# I'm bringing this question to a new topic ???



## Fetch (Mar 1, 2002)

Before we just go - oh well, it's over, we lost ???

I hope the e tree is used one last time - to ask all to write the Govenor & Director of Game & Fish Dept. & ask - what is the plan now ??? Because it is back in their laps - If nothing is said, it will be a signal to them, that we really don't care. That it turned out, with the group who made the least waves & out-cry for change, lost = (US) ??? - If they don't hear from all who were really disappointed in the failure of 2048 - this is what will happen.

I sent both the Govenor & Director a letter the next day & have not heard back from either ???


----------



## rap (Mar 26, 2002)

great idea, everyone on the etree should send a letter to the governor about this issue, definitely can't hurt


----------



## Matt Jones (Mar 6, 2002)

Sending an email can't hurt but I think getting a good turn out for the advisory board meetings would be even better.


----------



## Dan Bueide (Jul 1, 2002)

Fetch, check your notice of 4/03 requesting Governor contact about 1358 (there's a 2048 message in there too).

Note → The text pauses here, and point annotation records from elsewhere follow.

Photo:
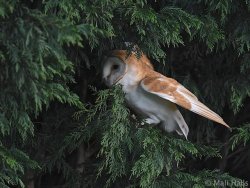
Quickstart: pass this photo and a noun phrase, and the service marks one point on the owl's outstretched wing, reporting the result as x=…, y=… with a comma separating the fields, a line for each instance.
x=173, y=91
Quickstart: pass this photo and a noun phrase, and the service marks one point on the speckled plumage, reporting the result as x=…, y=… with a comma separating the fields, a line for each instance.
x=153, y=95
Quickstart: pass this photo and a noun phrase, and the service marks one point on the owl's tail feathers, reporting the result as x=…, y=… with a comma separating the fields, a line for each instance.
x=182, y=128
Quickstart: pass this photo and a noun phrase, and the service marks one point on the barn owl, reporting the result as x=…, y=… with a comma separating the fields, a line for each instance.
x=153, y=95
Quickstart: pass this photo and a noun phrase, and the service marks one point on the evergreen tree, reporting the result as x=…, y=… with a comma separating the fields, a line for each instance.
x=60, y=126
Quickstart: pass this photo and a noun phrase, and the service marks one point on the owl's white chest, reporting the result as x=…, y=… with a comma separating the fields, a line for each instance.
x=147, y=104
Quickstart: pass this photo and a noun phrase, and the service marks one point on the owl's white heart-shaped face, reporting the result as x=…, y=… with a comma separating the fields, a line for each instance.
x=113, y=70
x=152, y=94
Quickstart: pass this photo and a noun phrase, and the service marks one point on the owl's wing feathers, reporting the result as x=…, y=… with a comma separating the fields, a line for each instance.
x=173, y=91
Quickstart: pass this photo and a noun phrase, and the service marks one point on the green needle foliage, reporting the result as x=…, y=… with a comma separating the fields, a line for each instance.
x=60, y=126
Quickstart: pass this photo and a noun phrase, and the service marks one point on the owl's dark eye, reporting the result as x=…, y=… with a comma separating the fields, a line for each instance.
x=115, y=67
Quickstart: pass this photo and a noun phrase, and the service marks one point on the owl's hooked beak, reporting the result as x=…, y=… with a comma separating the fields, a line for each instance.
x=108, y=82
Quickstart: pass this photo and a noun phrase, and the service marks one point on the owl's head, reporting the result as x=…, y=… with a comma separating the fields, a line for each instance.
x=120, y=62
x=113, y=70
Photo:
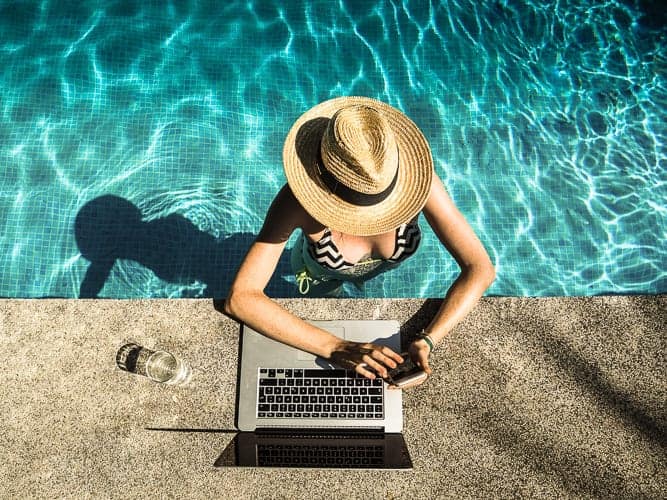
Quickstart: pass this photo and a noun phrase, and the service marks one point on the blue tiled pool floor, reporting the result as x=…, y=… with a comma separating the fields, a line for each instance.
x=155, y=130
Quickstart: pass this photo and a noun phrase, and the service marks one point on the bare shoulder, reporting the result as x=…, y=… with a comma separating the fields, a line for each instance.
x=284, y=216
x=438, y=200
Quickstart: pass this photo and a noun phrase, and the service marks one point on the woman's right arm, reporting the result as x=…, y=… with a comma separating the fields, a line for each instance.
x=248, y=303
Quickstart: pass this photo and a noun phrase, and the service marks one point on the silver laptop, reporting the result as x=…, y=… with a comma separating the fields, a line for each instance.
x=297, y=410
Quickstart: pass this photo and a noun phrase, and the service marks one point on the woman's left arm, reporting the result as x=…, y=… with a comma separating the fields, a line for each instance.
x=477, y=271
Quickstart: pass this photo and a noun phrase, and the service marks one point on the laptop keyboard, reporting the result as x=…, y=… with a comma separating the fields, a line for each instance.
x=296, y=455
x=317, y=393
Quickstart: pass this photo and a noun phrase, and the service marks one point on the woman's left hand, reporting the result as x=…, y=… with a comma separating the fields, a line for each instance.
x=419, y=351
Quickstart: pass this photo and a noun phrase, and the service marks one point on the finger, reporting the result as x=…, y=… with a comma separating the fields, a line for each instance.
x=413, y=384
x=362, y=369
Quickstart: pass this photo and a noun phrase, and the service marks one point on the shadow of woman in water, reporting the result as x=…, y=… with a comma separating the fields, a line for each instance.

We're in a lull right now, with two of the more prominent bills, 1050 and 1223, in conf. comm. When they get reported out and ready for floor action again, we'll crank up the ol' etree again. Governor Hoeven signed 1358 yesterday.


----------



## Ron Gilmore (Jan 7, 2003)

By the way Gov. Hoven responded to my e-mail in less than 5 minutes. Nice to see that someone is reading the incoming messages.


----------



## Fetch (Mar 1, 2002)

Maybe I should'nt have used so many four letter words  Not Really 

Here is what I wrote :

Govenor Hoven & Director Hilldebrand

I have a few questions & comments on the failure of 2048 (Hunter Pressure Concept)

How sad it was to see it fail (especially the way it did) It is sure to be as festering a issue now, as ever.

There still cannot be unlimited #'s of Hunters - All coming at the same time - to the same few areas - I have never really felt we needed a low Cap - But we do need to manage by zones & dates & how many can be in each zone. It really could be a great way to open things up for even more hunters - Gives flexibility to the G&FD (especially for waterfowl)

Imagine making Deer Hunting a Free For All - Unlimited & No Zones ? - I bet you would see some Attention & Praise given - to How it has been managed. Why not manage waterfowl & upland the same way ?

Am I wrong ? But doesn't the G&FD Director & Govenor still have the Power, to do the right things in all this ? - Nothing has changed - It is back in your Laps - You should have dealt with all this before & 2048 would never have come up & then get Bastardized. (To lower in quality or character; debase)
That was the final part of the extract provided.